Francesco De Seta

Politico, Sindaco di Catanzaro (Belvedere Marittimo [CS] 1843 – Palermo 1911) Dedicò tutta la propria esistenza all’attività politica ed alla pubblica amministrazione. Dopo aver ricoperto, ancora giovane, la carica di Sindaco di Cutro, a soli trentaquattro anni sedette sulla poltrona di primo cittadino di Catanzaro, capitale della Calabria Ultra II, mantenendo l’incarico fino al 1882. Sì candidò per due volte consecutive alla Camera nel Collegio di Catanzaro e venne eletto deputato nella XV (1882-1886) e XVI (1886-1890) legislatura del Regno d’Italia. Cessata l’attività parlamentare, iniziò quella governativa che lo portò a ricoprire la carica di prefetto in numerose città italiane. Il re lo tenne in grande considerazione e, nel 1895, gli conferì il titolo di marchese, cui fece seguito, nel 1901, la nomina a senatore del Regno. Gli anni in cui De Seta fu sindaco di Catanzaro sono ricordati, nella storia cittadina, come un periodo di radicale trasformazione urbanistica e di accrescimento della qualità della vita dei suoi abitanti. Fu approvato e data attuazione ad un drastico piano edilizio che operava all’interno dell’abitato attraverso un’operazione di decoro e razionalizzazione dell’esistente. La città aveva bisogno di adeguare il tessuto urbano alle nuove esigenze di mobilità conseguenti al ruolo di valenza regionale che era chiamata a svolgere nell’amministrazione della giustizia con la Corte di Appello delle Calabrie, nell’istruzione con le Scuole Universitarie, nella sicurezza nazionale con le sedi dei Comandi regionali della forza militare, ed in tante altre istituzioni di carattere regionale. Iniziarono, così, le demolizioni parziali o totali di edifici, la rettifica dei percorsi, il livellamento e la lastricatura di numerose sedi stradali, che modificarono l’assetto spazio-volumetrico ed i contenuti stilistici delle principali arterie e delle costruzioni che ne facevano da cornice.
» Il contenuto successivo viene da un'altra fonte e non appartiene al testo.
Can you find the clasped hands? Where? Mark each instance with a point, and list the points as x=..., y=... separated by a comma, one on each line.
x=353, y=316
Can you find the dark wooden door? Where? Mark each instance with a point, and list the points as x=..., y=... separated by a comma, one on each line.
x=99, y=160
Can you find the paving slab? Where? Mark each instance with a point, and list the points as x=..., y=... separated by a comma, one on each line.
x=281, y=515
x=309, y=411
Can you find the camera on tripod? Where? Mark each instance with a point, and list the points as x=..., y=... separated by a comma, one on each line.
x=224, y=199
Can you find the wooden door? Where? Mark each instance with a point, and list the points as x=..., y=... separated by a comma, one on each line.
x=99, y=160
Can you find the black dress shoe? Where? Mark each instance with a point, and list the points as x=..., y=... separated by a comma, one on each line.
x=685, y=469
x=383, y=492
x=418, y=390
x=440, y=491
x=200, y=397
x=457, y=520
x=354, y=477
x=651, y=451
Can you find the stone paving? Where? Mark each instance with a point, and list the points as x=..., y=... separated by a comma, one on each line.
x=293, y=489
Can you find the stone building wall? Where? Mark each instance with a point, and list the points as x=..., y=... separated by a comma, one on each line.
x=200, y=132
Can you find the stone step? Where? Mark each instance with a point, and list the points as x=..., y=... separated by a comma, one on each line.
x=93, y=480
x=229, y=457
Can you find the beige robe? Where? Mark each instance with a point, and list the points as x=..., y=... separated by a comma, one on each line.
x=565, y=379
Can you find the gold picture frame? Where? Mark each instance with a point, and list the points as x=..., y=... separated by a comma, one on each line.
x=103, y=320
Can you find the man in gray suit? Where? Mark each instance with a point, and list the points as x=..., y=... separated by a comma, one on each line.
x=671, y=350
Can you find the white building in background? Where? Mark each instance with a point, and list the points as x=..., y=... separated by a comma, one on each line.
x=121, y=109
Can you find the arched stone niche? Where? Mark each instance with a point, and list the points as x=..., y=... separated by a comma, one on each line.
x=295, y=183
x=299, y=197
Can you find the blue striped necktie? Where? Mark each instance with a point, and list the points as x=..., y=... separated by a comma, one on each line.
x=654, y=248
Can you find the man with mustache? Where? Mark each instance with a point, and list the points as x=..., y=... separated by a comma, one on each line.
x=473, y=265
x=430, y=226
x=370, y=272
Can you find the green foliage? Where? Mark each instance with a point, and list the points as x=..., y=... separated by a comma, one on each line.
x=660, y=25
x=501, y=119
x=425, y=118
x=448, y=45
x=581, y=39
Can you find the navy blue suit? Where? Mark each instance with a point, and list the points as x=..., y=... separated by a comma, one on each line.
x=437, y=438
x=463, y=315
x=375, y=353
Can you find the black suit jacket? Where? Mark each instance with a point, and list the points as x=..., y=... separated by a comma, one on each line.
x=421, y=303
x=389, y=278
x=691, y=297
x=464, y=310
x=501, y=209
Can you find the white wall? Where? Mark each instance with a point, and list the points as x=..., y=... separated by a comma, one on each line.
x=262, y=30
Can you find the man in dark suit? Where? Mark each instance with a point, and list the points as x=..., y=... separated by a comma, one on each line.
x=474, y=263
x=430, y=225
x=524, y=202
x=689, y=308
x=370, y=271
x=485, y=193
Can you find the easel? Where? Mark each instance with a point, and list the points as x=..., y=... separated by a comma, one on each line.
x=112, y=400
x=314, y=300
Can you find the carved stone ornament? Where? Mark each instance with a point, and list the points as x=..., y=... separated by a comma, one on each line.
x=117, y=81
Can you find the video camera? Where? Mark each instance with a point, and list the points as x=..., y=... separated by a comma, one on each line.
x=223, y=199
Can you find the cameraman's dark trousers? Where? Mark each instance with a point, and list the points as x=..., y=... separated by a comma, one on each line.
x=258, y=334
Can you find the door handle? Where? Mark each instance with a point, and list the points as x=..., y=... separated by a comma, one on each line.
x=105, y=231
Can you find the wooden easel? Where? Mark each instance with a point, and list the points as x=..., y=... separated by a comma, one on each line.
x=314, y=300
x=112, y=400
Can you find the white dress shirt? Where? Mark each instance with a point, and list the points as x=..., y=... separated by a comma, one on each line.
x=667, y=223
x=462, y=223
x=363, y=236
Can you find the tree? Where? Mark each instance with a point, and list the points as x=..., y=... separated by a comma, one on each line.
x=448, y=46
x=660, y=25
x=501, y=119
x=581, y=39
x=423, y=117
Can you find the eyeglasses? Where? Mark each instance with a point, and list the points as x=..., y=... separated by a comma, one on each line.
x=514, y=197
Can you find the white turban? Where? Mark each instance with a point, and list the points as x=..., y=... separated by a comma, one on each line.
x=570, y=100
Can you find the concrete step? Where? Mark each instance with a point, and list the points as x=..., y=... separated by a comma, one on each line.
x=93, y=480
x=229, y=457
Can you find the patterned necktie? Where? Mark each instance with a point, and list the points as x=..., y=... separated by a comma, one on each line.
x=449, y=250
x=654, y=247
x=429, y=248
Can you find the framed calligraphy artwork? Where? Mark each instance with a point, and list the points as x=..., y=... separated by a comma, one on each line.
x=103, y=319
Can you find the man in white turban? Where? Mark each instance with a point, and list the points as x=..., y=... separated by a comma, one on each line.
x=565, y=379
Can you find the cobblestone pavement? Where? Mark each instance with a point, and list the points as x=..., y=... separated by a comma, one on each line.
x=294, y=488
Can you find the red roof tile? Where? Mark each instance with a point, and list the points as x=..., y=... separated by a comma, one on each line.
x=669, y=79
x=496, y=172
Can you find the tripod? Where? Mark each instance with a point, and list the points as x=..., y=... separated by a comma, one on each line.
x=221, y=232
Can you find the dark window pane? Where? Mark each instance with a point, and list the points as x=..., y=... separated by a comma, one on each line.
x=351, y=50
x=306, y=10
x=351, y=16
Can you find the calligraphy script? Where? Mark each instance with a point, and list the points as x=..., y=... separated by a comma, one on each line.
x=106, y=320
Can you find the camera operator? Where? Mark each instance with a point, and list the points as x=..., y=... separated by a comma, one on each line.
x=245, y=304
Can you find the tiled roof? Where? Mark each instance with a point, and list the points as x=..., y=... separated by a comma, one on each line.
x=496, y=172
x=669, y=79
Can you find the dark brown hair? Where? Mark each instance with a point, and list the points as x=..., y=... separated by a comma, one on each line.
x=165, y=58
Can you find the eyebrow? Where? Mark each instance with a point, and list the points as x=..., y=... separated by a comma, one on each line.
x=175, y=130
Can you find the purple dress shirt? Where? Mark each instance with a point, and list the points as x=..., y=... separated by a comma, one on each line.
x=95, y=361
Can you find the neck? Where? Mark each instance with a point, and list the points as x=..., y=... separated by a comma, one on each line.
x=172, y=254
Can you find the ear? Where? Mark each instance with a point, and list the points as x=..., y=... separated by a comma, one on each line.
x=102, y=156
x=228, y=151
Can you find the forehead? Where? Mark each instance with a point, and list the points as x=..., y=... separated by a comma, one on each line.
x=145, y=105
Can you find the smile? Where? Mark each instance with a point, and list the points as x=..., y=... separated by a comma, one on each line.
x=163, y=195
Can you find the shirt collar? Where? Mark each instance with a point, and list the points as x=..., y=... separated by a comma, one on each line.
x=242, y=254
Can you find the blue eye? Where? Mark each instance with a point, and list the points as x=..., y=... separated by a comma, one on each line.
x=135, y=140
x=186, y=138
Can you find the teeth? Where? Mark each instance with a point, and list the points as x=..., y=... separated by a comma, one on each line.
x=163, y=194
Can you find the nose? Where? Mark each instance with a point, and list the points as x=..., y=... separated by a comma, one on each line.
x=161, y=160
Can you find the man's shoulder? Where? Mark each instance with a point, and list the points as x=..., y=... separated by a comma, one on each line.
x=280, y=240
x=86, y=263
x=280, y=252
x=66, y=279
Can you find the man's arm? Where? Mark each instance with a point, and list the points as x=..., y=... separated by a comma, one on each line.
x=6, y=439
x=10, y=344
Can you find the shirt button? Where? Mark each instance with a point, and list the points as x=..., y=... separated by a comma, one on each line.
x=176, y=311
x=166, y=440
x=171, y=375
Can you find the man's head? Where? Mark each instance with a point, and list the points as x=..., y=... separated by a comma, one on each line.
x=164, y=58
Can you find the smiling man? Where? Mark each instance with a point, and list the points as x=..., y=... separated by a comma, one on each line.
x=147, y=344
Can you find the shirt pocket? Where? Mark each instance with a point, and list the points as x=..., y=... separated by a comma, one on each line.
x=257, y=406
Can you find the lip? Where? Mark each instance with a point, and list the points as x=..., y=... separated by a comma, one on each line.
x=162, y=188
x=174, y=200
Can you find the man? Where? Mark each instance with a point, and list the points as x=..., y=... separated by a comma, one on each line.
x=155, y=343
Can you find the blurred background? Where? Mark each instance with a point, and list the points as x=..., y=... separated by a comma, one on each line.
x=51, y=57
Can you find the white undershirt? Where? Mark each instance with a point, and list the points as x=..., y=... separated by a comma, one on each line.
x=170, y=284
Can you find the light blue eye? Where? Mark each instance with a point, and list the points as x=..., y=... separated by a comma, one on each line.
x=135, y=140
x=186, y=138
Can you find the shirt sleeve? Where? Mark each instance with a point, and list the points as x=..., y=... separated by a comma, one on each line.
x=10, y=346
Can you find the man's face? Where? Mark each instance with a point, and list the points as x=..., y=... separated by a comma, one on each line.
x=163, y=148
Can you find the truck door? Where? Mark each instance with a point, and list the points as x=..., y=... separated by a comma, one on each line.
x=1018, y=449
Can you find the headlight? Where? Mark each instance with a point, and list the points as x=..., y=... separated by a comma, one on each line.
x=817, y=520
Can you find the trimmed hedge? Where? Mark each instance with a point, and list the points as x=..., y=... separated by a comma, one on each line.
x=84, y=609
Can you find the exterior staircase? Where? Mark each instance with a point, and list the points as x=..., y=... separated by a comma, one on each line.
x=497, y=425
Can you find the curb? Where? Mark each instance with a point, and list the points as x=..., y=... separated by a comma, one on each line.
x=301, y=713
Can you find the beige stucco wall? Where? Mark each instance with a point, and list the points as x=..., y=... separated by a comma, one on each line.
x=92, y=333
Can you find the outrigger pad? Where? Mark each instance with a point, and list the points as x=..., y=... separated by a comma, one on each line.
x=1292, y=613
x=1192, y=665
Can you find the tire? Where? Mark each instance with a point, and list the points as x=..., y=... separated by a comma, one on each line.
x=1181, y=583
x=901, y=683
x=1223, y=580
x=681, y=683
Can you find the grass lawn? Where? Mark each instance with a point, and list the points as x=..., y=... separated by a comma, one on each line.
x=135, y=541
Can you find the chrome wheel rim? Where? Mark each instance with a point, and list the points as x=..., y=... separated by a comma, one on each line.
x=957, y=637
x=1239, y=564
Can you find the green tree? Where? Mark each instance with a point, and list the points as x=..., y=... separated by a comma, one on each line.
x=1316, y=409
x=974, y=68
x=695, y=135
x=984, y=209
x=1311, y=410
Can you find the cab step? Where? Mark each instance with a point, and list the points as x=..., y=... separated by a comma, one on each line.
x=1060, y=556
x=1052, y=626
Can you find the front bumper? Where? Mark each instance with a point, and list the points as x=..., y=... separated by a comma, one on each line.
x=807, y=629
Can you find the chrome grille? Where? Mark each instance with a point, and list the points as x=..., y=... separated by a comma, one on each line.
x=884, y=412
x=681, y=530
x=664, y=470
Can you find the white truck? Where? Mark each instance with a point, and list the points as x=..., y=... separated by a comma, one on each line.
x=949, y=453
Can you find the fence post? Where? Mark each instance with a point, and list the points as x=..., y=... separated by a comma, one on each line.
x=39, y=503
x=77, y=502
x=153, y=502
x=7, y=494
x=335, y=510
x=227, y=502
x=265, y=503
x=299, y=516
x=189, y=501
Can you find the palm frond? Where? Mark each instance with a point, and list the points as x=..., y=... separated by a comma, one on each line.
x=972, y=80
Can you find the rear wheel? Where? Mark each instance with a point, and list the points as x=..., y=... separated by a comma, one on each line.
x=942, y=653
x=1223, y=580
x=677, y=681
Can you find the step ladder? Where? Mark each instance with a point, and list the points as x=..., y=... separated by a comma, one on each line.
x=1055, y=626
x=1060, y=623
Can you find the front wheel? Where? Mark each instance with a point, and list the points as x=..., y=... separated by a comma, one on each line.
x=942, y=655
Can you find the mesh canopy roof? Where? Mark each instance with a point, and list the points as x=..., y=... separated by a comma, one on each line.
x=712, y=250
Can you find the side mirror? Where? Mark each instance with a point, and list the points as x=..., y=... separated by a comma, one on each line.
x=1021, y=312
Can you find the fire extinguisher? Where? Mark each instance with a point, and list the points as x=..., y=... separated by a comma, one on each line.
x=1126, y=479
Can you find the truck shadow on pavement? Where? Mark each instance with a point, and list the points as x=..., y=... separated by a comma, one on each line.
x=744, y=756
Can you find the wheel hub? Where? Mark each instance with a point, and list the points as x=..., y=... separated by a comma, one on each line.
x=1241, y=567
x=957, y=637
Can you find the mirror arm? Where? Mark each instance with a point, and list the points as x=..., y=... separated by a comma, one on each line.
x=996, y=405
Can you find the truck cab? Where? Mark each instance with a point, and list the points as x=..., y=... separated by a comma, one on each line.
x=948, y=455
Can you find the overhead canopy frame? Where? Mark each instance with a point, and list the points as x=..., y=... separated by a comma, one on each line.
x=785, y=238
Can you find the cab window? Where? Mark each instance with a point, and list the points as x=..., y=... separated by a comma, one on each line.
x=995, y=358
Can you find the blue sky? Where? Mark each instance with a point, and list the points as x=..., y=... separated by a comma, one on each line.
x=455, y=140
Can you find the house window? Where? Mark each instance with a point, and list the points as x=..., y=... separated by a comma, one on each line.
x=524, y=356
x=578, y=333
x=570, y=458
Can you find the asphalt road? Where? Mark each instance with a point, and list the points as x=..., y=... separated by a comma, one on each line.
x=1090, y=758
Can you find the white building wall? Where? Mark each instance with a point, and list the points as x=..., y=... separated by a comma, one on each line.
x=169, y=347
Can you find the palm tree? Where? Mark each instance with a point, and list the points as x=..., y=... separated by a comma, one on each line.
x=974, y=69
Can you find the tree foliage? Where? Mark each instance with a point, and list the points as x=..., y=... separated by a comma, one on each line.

Nel contempo furono realizzati gli impianti a gas per la pubblica e privata illuminazione e per il riscaldamento, e venne creato questo scenografico giardino pubblico, dapprima denominato “il Paradiso” e successivamente “Villa Margherita”, in onore della prima regina d’Italia che il, 21 gennaio del 1881, assieme al consorte Umberto I, presenziò alla inaugurazione.